There would be 2432902008176640000 of those permutations. http://www.calculatorsoup.com/calculators/discretemathematics/permutations.php?n=20&r=20&action=solve

If you could output 100 000 of permutations per second it would take 2432902008176640000 / 100000 / 60 / 60 / 24 / 365 = 771468 years to do it

100M permutations per second would be faster and take just 771 years

The number of permutations of size 20 is 20 factorial, which turns out to be around 10^18. 8 gigabytes of ram are approximately 8 * 10^9 bytes, which as you might understand, is much below the amount of storage needed to store every possible permutations out of the 10^18.

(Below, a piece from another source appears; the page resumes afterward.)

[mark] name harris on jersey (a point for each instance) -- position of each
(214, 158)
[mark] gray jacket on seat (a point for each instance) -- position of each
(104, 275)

Well the less memory approach will involve calculating a fixed but manageable number of permutations on demand. So, you will require a method like getNextPermutation().

I found the method from Collection2.java from Guava's source(the one that you are currently using in your code): https://github.com/google/guava/blob/master/guava/src/com/google/common/collect/Collections2.java

You have,

@Override
    protected List<E> computeNext() {
      if (nextPermutation == null) {
        return endOfData();
      }
      ImmutableList<E> next = ImmutableList.copyOf(nextPermutation);
      calculateNextPermutation();
      return next;
    }

    void calculateNextPermutation() {
      int j = findNextJ();
      if (j == -1) {
        nextPermutation = null;
        return;
      }

      int l = findNextL(j);
      Collections.swap(nextPermutation, j, l);
      int n = nextPermutation.size();
      Collections.reverse(nextPermutation.subList(j + 1, n));
}

You can call this compute next say 100 or 1000 times at once and store the results.

On your part, you will have to fork the source and modify calling of methods here and there a bit to make it as you want.